Two years ago I moved my happy ass 3hrs south to a town where I basically knew no one. I had absolutely no reason to go other than I was in love with this schmuck and ready to start a life with him. Wherever he went, I was going to go.
Look at me now, and we own a home together, are proud pittie parents, and work for the same company.
Over these last two years, I’ve learned a lot about myself and we’ve learned a lot about each other and our relationship.
We both hate doing dishes, yet we still don’t have a dish washer.
I let the dog on the furniture, and he pretends that he doesn’t.
He’s a pack rat, but he’ll tell you that I have more clothes and shoes than anyone he knows– which is false.
Neither one of us will ever agree to buy a “fixer upper” again.

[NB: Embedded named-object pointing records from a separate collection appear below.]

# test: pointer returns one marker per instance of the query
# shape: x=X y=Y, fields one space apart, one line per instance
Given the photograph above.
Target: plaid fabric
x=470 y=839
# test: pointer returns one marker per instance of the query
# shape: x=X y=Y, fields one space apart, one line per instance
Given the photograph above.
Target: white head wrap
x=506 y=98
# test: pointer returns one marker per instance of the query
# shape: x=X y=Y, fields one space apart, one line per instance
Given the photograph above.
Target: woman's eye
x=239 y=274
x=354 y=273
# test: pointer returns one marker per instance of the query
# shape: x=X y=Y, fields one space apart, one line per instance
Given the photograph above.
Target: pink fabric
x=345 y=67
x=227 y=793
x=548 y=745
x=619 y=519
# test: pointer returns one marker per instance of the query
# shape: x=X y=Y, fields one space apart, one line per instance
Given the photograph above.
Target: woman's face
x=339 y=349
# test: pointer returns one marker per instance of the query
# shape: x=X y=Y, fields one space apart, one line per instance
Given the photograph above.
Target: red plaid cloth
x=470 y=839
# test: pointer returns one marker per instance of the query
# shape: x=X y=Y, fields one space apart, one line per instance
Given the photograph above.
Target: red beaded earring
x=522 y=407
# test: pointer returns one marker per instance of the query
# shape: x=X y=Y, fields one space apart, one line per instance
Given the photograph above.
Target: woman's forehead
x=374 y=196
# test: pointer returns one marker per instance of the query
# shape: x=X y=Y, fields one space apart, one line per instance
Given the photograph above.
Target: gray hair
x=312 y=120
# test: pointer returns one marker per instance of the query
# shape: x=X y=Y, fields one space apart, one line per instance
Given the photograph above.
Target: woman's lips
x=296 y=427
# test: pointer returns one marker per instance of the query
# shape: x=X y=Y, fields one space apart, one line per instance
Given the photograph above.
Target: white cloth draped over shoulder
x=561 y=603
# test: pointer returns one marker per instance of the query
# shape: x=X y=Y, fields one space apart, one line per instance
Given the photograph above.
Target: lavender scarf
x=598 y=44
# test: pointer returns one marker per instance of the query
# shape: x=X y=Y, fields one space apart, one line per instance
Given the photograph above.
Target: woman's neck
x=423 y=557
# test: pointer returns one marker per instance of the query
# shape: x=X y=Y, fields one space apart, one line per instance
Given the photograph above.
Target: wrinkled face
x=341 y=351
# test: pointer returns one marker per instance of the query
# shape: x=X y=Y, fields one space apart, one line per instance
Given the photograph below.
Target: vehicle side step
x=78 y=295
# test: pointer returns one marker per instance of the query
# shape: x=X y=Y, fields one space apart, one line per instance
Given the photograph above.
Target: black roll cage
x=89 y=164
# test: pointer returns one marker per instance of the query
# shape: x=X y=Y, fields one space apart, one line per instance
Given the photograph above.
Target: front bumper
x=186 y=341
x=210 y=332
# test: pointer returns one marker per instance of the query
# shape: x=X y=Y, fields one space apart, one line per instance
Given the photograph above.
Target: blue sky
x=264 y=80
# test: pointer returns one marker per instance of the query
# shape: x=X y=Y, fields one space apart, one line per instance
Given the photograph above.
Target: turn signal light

And we both communicate very differently, which means I’m always right.
So as I reflect on not just these two years of living together, but also these four years of our relationship (yes, four), I realize something very important– we are better people because of each other.
We both found this pain in the ass that challenges us, makes us laugh, and makes us view things differently.
We’re not the perfect match.
But we work at it every day.
We acknowledge our issues as individuals and as a couple, and work to be better. I know my downfalls and he knows his. And because of that self-awareness we’re able to be better partners and better friends to each other and for each other.
So, when friends ask how we do it, I tell them to always be honest with themselves and their partner. Let the crazy out! Because if your partner can’t handle you and your crazy, then they’re not the one for you.
Never hide who you are. Never apologize for who you are. Because some one out there will accept you for you and love you for it.